Javier Milei llegó al poder con una promesa central: derrotar “la casta” y convertir la moral en política de Estado. Pero, a casi dos años y medio de gestión, ese eje retórico se enfrenta a una sucesión de investigaciones y despidos por bienes no declarados y presunto enriquecimiento en su administración, un fenómeno que ya golpea su imagen pública y pone en tela de juicio la coherencia entre discurso y práctica, según relata El País y muestran recientes sondeos.

El contexto de esta contradicción no es menor: la campaña presidencial y el primer año de Gobierno de Milei se apoyaron en la idea de limpieza ética del Estado y una agenda de ajuste y desregulación. Esas banderas legitimaron su llegada a la Casa Rosada, pero el entramado de denuncias que emergió en las últimas semanas —con funcionarios investigados y funcionarios despedidos por no declarar propiedades en el extranjero— devuelve al debate público la vieja pregunta sobre controles, vetting y responsabilidad política.

Los números de opinión pública reflejan el impacto. La consultora Atlas Intel, que en 2023 pronosticó la victoria de Milei, relevó entre el 24 y el 28 de abril a 4.844 adultos en todo el país y registró una caída sostenida de la aprobación presidencial: la desaprobación llega al 63% y la aprobación se ubica en 35,5%, la peor evaluación del mandatario desde que asumió. En ese mismo sondeo, el 50,3% de los encuestados identificó a la corrupción como el principal problema del país, por delante del desempleo (38,5%) y la inflación (35,9%).
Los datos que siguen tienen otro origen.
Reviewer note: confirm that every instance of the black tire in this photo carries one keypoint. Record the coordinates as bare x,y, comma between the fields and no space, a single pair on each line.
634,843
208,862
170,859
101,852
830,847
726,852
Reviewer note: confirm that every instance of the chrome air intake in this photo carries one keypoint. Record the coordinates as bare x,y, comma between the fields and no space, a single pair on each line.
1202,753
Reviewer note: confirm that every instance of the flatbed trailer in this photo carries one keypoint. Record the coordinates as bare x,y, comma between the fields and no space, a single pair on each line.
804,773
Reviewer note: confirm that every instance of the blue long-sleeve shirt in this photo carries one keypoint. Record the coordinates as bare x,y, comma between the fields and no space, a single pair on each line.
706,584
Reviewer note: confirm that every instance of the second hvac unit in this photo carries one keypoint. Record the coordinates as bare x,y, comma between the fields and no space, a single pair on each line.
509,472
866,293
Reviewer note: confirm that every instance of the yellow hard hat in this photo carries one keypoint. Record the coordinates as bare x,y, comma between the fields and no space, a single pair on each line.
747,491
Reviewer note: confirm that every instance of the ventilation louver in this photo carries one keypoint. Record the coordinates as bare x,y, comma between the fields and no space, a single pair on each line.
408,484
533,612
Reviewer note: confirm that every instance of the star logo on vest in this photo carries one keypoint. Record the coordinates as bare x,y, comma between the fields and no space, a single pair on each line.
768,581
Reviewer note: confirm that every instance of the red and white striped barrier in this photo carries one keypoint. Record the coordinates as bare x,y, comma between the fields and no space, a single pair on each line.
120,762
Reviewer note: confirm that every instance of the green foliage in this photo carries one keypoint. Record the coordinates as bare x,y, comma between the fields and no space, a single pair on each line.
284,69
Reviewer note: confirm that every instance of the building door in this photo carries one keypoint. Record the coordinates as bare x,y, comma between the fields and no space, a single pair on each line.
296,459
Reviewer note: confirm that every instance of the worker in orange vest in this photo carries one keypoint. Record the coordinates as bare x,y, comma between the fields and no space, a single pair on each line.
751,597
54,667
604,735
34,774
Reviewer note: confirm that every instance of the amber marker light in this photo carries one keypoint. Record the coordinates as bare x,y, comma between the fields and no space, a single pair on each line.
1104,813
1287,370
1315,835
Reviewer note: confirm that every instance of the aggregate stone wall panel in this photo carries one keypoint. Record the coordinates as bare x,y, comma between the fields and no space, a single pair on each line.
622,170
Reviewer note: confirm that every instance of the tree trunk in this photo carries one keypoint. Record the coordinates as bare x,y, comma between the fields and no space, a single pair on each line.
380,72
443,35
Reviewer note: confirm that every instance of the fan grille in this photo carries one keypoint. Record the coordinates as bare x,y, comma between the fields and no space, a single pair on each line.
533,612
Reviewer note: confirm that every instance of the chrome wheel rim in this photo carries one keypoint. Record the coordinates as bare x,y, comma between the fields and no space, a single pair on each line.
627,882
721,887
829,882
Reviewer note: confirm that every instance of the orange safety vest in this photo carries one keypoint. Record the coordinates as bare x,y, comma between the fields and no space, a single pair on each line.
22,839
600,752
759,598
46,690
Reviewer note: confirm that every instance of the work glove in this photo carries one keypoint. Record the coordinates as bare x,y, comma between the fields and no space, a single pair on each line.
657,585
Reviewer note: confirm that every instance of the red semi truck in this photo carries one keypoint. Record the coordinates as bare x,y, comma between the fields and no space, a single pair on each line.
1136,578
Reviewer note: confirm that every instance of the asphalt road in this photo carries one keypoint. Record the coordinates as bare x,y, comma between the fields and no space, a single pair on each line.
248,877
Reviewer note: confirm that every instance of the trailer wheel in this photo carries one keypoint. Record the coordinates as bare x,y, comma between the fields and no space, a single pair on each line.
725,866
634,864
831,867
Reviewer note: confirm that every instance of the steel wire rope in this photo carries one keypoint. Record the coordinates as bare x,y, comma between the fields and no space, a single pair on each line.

Caso Adorni y los despidos por propiedades en el exterior

El escándalo más notable tiene como protagonista a Manuel Adorni, jefe de Gabinete, quien está siendo investigado por la Justicia por un presunto enriquecimiento ilícito ligado a la adquisición de propiedades y un nivel de gastos que, según las denuncias, no se condice con sus ingresos. Aunque el presidente Milei lo ratificó en su cargo, el episodio abrió un debate interno y externo sobre la coherencia entre la retórica anticorrupción del Ejecutivo y la conducta de sus funcionarios.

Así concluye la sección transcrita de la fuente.